These realities are echoed by the current Inspecting Judge of Prisons, Edwin Cameron, in a News 24 article. He calls for oversight visits by the independent prison visitors of the Inspectorate to be reinstated. He points out that
Correctional centres are communities that exist on our peripheries. And yet, those inside are not peripheral. They are not outsiders. And they do not live outside our society. They remain part of our community. Traffic in and out of our prisons continues daily. We like to think we can lock people up and “throw away the key”. But we cannot.Edwin cameron
Assisting paroled prisoners
It is in the light of these realties that organisations applauded the decision of the Minister to release 19,000 inmates on parole, for re-affirming government’s commitment to restorative justice and emphasizing that both victims and offenders need assistance.
The letter pointed out that the context into which these inmates will be released is an even harsher one than usual, and that these people may well be experienced by their families and communities as adding to the burden of survival. These unusually adverse socio-economic conditions together with the marginalisation and stigmatisation ex-offenders typically experience after release, increases their risk of re-offending.
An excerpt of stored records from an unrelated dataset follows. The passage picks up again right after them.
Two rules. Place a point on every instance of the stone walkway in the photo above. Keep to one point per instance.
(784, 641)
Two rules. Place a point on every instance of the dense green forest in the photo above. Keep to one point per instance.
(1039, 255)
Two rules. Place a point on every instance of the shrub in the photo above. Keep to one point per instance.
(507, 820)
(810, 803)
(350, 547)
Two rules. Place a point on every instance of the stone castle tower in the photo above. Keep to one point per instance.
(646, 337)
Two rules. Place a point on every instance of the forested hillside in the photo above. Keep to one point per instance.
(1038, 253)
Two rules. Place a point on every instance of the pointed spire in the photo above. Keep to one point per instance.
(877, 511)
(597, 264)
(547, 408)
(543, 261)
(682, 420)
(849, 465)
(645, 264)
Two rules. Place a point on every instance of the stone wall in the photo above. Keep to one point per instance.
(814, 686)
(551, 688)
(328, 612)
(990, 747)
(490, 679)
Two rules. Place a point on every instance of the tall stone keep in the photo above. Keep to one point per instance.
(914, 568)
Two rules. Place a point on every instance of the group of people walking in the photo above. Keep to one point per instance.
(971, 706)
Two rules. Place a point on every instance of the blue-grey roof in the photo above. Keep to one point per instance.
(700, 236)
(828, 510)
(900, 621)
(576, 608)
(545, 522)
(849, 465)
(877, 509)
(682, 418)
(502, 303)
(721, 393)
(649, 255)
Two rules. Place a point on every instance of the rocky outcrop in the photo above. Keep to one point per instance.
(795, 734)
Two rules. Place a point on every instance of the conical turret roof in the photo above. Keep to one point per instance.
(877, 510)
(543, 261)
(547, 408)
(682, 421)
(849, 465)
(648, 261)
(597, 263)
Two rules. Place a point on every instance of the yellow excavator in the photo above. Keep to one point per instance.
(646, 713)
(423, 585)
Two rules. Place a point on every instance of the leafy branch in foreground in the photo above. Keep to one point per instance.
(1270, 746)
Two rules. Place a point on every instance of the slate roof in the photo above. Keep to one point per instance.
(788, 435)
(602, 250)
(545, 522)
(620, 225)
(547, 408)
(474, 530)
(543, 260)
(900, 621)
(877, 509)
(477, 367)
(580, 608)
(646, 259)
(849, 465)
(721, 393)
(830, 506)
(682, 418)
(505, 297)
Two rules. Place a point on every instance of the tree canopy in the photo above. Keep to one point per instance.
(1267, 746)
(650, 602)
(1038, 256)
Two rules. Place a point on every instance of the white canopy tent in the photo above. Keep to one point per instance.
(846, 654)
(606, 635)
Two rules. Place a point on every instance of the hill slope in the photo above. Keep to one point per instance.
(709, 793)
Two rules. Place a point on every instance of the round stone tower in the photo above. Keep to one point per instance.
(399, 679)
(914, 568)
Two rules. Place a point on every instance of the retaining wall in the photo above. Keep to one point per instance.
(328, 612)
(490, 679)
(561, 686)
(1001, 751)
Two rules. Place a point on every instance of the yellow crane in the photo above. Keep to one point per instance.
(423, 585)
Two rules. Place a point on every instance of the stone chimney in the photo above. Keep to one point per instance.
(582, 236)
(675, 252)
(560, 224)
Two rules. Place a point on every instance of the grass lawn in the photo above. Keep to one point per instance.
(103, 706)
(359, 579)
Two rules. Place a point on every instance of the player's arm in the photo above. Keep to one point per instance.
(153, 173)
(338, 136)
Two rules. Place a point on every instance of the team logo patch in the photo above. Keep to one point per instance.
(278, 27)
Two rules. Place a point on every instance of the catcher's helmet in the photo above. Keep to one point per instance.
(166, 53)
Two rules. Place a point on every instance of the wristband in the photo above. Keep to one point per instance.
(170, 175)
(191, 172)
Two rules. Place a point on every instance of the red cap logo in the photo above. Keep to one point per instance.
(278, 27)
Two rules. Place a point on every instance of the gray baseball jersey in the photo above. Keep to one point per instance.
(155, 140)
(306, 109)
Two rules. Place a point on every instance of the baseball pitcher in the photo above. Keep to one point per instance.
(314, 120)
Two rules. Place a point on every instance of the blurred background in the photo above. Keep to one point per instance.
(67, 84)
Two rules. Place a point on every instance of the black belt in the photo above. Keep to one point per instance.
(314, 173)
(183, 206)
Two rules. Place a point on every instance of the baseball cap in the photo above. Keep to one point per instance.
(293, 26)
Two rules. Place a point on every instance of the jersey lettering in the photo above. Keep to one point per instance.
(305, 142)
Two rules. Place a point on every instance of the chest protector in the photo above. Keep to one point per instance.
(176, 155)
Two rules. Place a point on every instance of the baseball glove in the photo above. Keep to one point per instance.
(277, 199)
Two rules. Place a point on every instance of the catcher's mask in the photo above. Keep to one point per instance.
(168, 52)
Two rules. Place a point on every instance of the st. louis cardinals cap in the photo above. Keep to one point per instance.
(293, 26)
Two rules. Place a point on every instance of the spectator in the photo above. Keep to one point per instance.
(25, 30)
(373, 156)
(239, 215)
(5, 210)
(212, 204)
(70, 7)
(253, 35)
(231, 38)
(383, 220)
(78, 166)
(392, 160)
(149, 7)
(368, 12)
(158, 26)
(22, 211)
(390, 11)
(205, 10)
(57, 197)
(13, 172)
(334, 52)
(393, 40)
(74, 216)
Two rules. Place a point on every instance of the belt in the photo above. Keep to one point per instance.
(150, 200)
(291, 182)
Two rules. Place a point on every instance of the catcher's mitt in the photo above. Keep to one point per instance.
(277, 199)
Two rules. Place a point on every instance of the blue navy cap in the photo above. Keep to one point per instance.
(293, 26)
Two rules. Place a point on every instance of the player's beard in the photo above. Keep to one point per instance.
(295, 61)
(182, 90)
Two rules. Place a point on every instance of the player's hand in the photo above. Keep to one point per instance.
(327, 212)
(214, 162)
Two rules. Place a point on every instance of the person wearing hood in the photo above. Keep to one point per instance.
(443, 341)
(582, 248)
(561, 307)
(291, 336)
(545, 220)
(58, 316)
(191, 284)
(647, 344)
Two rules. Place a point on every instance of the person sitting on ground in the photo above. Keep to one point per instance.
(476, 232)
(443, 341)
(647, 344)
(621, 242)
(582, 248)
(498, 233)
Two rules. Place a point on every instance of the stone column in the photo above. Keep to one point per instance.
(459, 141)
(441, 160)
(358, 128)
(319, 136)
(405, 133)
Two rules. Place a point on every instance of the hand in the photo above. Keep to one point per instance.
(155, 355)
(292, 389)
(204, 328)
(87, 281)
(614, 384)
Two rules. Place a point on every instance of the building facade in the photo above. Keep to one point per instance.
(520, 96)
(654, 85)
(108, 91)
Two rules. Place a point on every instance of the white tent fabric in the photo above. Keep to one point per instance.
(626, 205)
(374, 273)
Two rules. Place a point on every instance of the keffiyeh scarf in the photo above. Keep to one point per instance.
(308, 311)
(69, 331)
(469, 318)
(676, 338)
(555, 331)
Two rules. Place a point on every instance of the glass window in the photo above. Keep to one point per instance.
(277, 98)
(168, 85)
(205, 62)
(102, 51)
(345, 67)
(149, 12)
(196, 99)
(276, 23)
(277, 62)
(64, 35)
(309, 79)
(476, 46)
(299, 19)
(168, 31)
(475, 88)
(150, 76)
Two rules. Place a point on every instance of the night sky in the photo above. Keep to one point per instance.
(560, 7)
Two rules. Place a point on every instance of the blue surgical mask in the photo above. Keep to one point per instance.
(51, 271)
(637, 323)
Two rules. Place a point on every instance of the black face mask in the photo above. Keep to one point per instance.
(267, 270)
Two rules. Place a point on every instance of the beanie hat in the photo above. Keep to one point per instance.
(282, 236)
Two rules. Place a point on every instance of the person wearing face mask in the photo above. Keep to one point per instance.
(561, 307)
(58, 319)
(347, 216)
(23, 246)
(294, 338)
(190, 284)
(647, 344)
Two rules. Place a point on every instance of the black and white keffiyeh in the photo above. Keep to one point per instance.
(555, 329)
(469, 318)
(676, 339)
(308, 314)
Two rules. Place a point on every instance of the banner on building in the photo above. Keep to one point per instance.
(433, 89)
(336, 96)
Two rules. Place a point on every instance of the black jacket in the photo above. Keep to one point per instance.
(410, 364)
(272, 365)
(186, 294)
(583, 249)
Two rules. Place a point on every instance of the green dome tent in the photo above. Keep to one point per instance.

As restorative justice has been shown to reduce the risk of re-offending, the letter expressed concern at the current lack of support for restorative justice and called on the Minister to renew this, including by increasing access to funds from the National Lotteries Commission.
A premise of all the world’s major faiths is the concept of love, care and the desire to help. At this time of national disaster, faith communities often play a crucial role in providing food and other support to those around them. They would do well to draw on the resources of organisations who focus on supporting those released from prison. Some useful resources that can be leveraged include:
- Phoenix Zululand
- Prison Care and Support Services
- Restorative Justice Centre (for support with relational difficulties)
- RESTORE (for support with relational difficulties)
- Sonke Gender Justice
- Mid-Way Services– life-coaching and mentoring
- The Message Trust
- Beauty for Ashes
- Hope Prison Ministry
- Voice for the Voiceless
The release of 19,000 inmates does not need to become a sentence of a different kind for those who are paroled or their families, particularly as they have little chance of finding dignified work at this time. If we heed Cameron’s statement that prisoners — before and after release — are part of the community, then their well-being is our collective responsibility.